項2.前記断片が15〜58のアミノ酸残基からなるペプチドである、項1に記載のポリジメチルシロキサン基材。
項3.前記ポリジメチルシロキサン親和性ペプチドを介して目的タンパク質がポリジメチルシロキサン基材に固定化されてなる、項1または2に記載のポリジメチルシロキサン基材。
項4.目的タンパク質に導入された以下の(1a)もしくは(1b)のペプチドまたはその断片からなるポリジメチルシロキサン親和性ペプチドとポリジメチルシロキサン基材とを接触させる工程を含有する、目的タンパク質のポリジメチルシロキサン基材への固定化方法;
(1a)配列番号1〜9からなる群より選択される少なくとも1種で表されるアミノ酸配列からなるペプチド、
(1b)前記(1a)のアミノ酸配列において1または複数のアミノ酸が欠失、置換及び/または付加されたアミノ酸配列からなり、且つ、ポリジメチルシロキサン親和性を有するペプチド。

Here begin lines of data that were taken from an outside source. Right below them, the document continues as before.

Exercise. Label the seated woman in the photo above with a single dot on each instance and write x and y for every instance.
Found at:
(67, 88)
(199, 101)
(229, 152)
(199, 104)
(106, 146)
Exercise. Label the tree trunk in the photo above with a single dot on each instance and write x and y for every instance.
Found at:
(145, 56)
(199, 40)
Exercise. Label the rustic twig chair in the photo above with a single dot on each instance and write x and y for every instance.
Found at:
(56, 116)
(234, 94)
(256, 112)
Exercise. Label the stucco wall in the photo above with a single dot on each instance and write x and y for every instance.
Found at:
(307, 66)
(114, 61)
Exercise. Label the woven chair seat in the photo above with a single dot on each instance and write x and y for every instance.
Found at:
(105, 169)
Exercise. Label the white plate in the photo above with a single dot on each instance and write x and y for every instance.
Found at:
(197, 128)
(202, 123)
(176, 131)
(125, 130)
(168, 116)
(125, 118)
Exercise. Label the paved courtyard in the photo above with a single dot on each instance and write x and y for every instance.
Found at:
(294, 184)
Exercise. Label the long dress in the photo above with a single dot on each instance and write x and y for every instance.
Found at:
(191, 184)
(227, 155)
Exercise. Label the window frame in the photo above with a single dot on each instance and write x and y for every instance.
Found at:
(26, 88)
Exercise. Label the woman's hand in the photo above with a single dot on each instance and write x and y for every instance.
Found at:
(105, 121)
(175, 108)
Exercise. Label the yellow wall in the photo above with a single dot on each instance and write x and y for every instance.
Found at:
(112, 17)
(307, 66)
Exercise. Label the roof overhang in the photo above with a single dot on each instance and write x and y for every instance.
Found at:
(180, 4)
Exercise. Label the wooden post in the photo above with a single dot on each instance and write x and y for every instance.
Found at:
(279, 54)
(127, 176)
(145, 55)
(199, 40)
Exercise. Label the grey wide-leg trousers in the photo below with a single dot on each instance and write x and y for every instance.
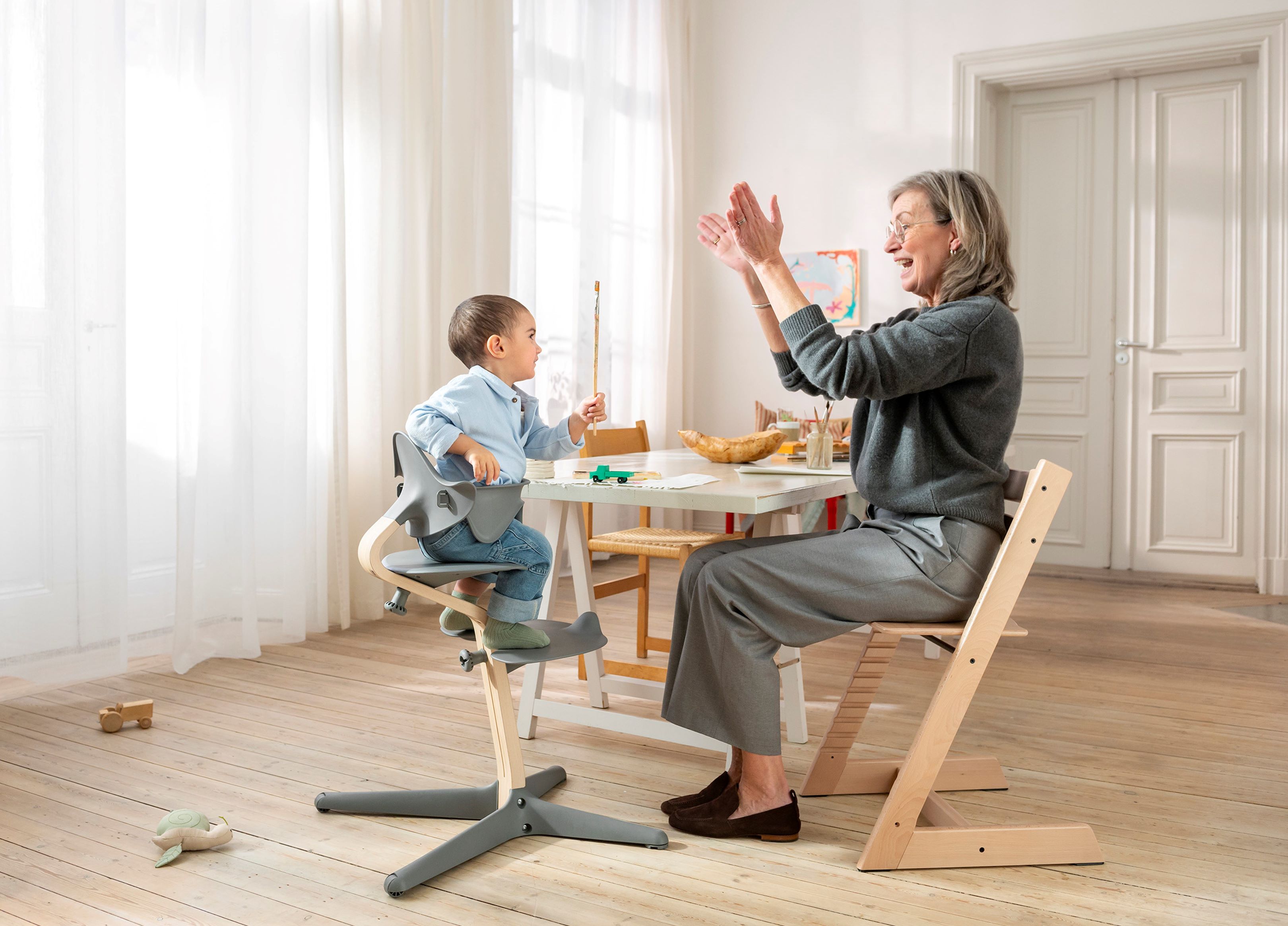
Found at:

項5.項1または2に記載のポリジメチルシロキサン基材に結合したポリジメチルシロキサン親和性ペプチドと目的タンパク質とを結合させる工程を含有する、目的タンパク質のポリジメチルシロキサン基材への固定化方法。
項6.以下の(1a)もしくは(1b)のペプチドまたはその断片からなるポリジメチルシロキサン親和性ペプチドを含有する、ポリジメチルシロキサン基材への目的タンパク質固定化用組成物;
(1a)配列番号1〜9からなる群より選択される少なくとも1種で表されるアミノ酸配列からなるペプチド、
(1b)前記(1a)のアミノ酸配列において1または複数のアミノ酸が欠失、置換及び/または付加されたアミノ酸配列からなり、且つ、ポリジメチルシロキサン親和性を有するペプチド。

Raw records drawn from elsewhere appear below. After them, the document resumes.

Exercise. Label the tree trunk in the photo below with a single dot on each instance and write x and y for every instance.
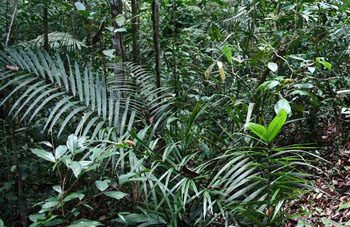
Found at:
(13, 17)
(155, 19)
(135, 7)
(45, 27)
(117, 8)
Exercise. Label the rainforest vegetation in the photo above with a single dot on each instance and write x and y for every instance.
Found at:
(174, 113)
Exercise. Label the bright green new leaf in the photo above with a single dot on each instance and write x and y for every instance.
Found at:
(258, 130)
(276, 125)
(116, 194)
(44, 155)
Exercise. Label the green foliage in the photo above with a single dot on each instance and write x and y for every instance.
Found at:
(124, 152)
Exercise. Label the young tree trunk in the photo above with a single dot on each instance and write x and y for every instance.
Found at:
(45, 27)
(135, 7)
(117, 8)
(155, 19)
(13, 17)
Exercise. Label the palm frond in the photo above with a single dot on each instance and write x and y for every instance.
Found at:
(42, 81)
(58, 40)
(135, 82)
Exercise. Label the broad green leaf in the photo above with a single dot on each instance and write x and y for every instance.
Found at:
(115, 194)
(208, 71)
(73, 143)
(120, 19)
(102, 185)
(221, 71)
(49, 204)
(57, 188)
(74, 195)
(228, 53)
(311, 69)
(343, 92)
(330, 223)
(36, 217)
(276, 125)
(257, 129)
(76, 168)
(120, 30)
(343, 206)
(80, 6)
(326, 64)
(44, 155)
(272, 66)
(109, 53)
(283, 104)
(85, 223)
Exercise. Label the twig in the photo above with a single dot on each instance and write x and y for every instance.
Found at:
(13, 17)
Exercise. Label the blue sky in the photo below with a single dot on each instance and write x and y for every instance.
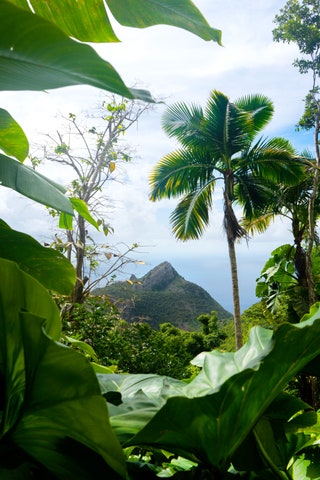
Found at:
(176, 65)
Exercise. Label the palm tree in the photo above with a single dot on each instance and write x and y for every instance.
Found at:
(217, 148)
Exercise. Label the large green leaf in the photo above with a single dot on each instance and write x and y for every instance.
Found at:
(12, 138)
(65, 220)
(223, 404)
(47, 265)
(179, 13)
(36, 55)
(141, 396)
(52, 408)
(32, 184)
(88, 21)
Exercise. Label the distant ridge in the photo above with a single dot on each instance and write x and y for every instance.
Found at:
(161, 296)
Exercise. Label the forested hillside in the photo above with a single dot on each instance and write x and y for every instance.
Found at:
(162, 296)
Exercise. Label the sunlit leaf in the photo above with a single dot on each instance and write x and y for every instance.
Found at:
(53, 411)
(13, 140)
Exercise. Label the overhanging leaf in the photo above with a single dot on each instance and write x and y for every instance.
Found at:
(52, 408)
(13, 140)
(28, 182)
(36, 55)
(82, 208)
(218, 422)
(47, 265)
(145, 13)
(88, 21)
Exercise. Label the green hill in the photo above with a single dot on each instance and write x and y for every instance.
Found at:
(161, 296)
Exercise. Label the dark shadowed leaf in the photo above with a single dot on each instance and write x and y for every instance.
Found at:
(13, 141)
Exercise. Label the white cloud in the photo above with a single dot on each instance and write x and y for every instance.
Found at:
(177, 65)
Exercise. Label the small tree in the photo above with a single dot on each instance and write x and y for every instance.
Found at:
(93, 155)
(299, 22)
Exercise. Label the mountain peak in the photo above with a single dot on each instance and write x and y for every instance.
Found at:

項7.目的タンパク質をポリジメチルシロキサン基材へ固定させるための、以下の(1a)もしくは(1b)のペプチドまたはその断片からなるポリジメチルシロキサン親和性ペプチドの使用;
(1a)配列番号1〜9からなる群より選択される少なくとも1種で表されるアミノ酸配列からなるペプチド、
(1b)前記(1a)のアミノ酸配列において1または複数のアミノ酸が欠失、置換及び/または付加されたアミノ酸配列からなり、且つ、ポリジメチルシロキサン親和性を有するペプチド。
項8.以下の(1c)もしくは(1d)のペプチドまたはその断片からなる、ポリジメチルシロキサン親和性ペプチド;
(1c)配列番号2〜9からなる群より選択される少なくとも1種で表されるアミノ酸配列からなるペプチド、
(1d)配列番号1〜9からなる群より選択される少なくとも1種で表されるアミノ酸配列において1または複数のアミノ酸が欠失、置換及び/または付加されたアミノ酸配列からなり、且つ、ポリジメチルシロキサン親和性を有するペプチド。
項9.前記断片が15〜58のアミノ酸残基からなるペプチドである、項8に記載のポリジメチルシロキサン親和性ペプチド。
項10.項8または9に記載のポリジメチルシロキサン親和性ペプチドをコードするポリヌクレオチド。
項11.前記ポリヌクレオチドが配列番号10〜18からなる群より選択される少なくとも1種で表されるポリヌクレオチドである、項10に記載のポリヌクレオチド。
項12.項10または11に記載のポリヌクレオチドを含有する、ポリジメチルシロキサン親和性ペプチド発現ベクター。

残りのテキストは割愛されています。